Lorsque nous écoutons ce dialogue de Pilate avec Jésus sur Sa royauté, il faut aller jusqu’au bout : « Salut roi des Juifs ! », ce n’est pas seulement la dérision d’un soldat romain qui aurait trop bu ; c’est la dérision à laquelle le vrai chrétien est confronté quotidiennement.
Voilà ce qu’on pourrait dire sur ce Royaume que Jésus présente à Pilate sentencieusement et à demi-mot, à moitié ironique et à moitié dramatique.
« Bienheureux serez-vous si, sachant cela, vous le faites. »
Pour conclure je rappelle juste la dernière des Béatitudes que Jésus a laissées en héritage à Ses disciples. Les huit Béatitudes nous les avons au début de Sa vie, dans le discours sur la montagne au chapitre V de Matthieu.

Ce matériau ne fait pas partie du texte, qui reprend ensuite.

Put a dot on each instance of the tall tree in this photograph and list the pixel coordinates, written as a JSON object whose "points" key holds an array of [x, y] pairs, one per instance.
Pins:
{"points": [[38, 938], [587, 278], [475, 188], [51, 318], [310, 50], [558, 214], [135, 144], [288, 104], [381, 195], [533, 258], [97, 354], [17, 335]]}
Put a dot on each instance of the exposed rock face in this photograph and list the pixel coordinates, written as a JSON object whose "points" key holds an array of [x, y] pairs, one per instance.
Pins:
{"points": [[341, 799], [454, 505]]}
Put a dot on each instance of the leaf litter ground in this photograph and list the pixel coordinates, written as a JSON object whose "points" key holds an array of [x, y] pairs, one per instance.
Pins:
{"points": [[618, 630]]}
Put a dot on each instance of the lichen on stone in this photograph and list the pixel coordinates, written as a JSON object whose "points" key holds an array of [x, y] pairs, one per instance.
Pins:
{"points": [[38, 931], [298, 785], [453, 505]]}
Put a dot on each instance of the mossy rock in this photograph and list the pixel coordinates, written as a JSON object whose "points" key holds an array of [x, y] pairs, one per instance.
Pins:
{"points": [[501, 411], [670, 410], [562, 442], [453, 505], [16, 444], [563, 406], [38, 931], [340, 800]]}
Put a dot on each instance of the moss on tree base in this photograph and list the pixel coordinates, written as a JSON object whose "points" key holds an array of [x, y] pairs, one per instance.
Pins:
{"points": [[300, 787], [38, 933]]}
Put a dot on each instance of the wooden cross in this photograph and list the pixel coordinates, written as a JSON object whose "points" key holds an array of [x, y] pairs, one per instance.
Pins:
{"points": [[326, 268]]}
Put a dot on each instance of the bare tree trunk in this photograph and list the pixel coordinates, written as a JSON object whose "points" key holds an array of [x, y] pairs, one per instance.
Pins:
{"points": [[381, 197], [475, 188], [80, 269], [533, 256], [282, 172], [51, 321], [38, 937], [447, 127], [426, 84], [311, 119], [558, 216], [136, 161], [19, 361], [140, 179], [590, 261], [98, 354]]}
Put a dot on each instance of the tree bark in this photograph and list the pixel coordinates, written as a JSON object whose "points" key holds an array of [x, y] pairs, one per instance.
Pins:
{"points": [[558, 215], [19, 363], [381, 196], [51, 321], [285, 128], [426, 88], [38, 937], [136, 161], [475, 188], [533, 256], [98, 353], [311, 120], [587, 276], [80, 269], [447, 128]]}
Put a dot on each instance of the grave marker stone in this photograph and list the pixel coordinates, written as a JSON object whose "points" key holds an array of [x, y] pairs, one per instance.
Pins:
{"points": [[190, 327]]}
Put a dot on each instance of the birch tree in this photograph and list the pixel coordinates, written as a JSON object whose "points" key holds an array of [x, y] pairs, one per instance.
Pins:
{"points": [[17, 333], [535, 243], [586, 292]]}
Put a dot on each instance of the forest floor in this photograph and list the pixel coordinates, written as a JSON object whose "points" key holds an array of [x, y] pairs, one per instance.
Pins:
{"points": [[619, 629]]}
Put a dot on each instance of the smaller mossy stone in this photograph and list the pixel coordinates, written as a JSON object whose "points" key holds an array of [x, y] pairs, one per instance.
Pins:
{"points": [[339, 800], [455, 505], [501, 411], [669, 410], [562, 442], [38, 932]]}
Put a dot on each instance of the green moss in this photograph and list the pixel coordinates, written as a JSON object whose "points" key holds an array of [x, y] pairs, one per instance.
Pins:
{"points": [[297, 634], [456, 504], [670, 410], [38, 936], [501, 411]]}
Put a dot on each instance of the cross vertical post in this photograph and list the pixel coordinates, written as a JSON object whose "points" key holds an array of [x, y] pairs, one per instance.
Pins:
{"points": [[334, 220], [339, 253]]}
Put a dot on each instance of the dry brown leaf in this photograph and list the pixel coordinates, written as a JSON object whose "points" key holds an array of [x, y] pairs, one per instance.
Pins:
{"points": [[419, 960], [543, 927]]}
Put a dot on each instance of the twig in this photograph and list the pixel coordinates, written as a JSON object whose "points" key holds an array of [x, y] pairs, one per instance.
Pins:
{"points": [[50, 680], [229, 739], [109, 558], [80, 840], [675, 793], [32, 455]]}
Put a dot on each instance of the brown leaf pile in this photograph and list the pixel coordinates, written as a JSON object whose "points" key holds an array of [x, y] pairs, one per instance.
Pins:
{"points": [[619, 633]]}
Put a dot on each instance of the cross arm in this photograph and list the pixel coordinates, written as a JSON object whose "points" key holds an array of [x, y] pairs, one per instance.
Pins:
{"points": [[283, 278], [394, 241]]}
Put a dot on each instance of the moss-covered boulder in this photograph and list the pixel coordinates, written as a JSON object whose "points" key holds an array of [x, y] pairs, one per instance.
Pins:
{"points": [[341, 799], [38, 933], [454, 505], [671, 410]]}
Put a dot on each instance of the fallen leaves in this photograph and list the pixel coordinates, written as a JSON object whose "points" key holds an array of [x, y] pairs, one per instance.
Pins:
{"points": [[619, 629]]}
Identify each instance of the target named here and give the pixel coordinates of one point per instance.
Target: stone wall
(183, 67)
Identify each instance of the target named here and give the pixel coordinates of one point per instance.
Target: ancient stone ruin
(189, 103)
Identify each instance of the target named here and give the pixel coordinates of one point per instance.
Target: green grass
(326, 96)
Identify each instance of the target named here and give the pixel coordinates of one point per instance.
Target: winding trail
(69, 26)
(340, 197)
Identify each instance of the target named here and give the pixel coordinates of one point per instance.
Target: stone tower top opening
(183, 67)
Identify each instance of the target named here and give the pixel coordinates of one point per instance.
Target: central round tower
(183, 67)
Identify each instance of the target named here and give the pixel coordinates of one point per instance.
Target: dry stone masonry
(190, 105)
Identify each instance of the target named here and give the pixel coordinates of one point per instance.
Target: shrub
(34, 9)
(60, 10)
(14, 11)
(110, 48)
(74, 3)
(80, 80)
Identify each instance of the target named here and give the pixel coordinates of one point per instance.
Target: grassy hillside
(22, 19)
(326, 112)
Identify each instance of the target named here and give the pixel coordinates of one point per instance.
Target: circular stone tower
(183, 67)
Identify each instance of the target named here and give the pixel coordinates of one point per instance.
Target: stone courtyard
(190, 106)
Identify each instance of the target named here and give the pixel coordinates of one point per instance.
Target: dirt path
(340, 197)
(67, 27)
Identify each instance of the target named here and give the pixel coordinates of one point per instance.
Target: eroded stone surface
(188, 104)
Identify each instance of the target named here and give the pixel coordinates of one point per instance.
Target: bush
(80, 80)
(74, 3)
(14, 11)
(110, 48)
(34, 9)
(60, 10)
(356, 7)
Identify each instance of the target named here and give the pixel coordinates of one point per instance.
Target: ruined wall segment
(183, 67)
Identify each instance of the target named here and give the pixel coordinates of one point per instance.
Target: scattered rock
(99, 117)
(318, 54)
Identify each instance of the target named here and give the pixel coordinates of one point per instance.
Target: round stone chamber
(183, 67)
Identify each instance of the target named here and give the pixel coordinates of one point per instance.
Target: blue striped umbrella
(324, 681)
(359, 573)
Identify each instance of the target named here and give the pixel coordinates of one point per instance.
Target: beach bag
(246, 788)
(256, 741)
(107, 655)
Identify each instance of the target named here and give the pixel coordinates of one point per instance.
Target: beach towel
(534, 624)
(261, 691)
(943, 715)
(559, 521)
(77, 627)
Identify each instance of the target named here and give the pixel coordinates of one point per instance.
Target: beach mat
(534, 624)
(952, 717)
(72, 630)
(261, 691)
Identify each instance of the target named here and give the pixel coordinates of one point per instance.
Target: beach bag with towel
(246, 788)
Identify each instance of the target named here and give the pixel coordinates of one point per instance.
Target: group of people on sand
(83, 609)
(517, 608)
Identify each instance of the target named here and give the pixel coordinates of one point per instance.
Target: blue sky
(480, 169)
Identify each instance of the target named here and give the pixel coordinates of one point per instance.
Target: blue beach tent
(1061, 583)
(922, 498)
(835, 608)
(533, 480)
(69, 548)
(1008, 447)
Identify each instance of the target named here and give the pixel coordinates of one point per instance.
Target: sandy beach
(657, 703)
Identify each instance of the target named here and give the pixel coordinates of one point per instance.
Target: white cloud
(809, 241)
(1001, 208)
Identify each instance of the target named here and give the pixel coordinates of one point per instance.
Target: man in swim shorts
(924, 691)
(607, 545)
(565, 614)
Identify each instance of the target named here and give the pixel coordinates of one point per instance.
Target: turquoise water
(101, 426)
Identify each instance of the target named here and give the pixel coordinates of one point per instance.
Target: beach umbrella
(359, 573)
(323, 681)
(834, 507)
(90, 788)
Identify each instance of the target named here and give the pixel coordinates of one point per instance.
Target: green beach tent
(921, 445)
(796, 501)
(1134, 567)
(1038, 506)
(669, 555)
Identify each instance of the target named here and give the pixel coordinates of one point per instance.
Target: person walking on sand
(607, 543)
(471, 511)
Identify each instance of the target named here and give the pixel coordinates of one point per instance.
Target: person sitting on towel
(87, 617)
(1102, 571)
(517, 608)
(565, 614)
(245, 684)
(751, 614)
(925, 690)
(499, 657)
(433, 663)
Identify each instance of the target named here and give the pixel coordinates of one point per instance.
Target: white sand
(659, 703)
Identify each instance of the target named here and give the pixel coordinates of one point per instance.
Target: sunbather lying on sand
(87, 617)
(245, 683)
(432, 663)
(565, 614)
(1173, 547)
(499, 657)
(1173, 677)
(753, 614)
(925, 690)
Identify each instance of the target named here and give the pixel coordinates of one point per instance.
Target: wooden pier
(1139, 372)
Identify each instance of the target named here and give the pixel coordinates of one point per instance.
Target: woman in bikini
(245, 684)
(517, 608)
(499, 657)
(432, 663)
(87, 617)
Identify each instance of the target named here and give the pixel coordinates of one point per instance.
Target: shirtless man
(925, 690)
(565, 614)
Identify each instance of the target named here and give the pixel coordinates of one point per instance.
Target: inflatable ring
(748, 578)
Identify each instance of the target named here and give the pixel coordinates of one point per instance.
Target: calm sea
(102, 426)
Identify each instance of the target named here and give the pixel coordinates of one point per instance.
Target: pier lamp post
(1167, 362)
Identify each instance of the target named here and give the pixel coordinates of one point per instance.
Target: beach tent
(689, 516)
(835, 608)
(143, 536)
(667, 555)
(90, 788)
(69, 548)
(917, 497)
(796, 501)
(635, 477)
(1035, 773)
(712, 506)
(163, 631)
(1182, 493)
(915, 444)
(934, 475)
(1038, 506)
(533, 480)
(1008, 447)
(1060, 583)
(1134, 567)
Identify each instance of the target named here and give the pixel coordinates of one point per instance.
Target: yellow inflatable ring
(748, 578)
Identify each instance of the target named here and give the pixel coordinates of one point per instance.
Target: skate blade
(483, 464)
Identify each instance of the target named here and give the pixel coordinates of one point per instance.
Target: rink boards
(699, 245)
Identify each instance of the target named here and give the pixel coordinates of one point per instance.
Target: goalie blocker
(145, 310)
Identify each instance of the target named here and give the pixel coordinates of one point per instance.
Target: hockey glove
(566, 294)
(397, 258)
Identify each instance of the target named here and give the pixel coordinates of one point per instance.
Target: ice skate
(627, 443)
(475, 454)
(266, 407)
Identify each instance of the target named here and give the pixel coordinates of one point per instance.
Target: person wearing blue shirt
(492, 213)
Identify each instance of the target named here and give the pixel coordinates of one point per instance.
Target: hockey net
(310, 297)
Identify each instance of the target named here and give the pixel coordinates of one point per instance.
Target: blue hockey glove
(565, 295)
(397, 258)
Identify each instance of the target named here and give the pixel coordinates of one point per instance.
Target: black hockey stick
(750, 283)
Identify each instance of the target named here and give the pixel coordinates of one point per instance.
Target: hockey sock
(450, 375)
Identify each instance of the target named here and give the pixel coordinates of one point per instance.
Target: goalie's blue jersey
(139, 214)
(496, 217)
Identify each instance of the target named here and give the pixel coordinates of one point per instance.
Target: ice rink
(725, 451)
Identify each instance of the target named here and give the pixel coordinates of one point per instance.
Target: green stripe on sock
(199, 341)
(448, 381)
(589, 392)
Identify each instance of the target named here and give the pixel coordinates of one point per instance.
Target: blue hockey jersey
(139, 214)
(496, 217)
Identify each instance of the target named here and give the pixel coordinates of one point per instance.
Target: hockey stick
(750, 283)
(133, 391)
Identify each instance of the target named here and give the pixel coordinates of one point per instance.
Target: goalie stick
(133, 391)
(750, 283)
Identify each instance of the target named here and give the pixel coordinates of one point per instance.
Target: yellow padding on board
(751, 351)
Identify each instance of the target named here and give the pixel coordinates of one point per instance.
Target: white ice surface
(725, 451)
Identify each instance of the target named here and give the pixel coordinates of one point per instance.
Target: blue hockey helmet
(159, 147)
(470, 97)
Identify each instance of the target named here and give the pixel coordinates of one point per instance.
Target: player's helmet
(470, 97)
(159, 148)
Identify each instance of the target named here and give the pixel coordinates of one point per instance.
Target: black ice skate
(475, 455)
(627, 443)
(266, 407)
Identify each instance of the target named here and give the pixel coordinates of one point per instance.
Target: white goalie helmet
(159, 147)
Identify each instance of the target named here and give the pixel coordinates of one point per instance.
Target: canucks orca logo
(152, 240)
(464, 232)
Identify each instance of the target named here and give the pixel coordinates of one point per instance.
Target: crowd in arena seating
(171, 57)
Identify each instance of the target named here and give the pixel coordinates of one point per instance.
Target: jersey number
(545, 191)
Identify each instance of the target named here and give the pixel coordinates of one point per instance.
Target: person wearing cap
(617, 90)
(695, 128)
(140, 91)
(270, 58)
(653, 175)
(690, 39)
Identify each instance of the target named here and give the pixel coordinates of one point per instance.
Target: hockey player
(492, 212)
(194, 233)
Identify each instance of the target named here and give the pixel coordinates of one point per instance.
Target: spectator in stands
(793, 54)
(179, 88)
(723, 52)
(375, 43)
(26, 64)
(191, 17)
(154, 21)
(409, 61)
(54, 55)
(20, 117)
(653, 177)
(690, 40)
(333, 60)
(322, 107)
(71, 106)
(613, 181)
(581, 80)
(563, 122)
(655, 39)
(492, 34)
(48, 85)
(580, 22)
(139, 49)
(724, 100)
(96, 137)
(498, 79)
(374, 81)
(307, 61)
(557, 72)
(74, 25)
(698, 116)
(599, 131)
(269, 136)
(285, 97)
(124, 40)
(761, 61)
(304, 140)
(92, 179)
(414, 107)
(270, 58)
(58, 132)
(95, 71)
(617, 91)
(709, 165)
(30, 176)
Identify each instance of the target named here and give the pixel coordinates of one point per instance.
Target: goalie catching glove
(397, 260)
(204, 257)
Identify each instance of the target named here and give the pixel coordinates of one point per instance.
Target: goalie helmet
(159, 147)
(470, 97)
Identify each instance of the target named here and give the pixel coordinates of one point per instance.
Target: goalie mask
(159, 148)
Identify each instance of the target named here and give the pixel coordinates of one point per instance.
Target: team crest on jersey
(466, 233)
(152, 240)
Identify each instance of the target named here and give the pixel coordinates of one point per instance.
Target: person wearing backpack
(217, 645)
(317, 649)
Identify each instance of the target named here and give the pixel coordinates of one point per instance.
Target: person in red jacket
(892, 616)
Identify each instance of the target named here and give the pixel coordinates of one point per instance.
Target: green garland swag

Mais il y en a une dernière : celle-là même qui conclut le lavement des pieds et qui précède le dialogue avec Pilate. Jésus, après avoir lavé les pieds de Ses disciples dit : « Bienheureux serez-vous si sachant cela (sachant le commandement de l’amour que je vous ai donné) vous le faites ». Il nous promet donc que, si nous acceptons de marcher dans cette voie qui est la Sienne, qui est voie de pauvreté, alors nous vivrons éternellement avec Lui, comme nous le prierons dans la Postcommunion : « Nous vivrons éternellement avec Lui. »
Nos vies sont finalisées par ce Royaume de Dieu partagé et elles le sont, non pas parce que nous l’avons imaginé, mais parce que c’est là le projet de Dieu : « Là où je suis, là aussi sera mon serviteur. » C’est la grâce que nous nous souhaitons.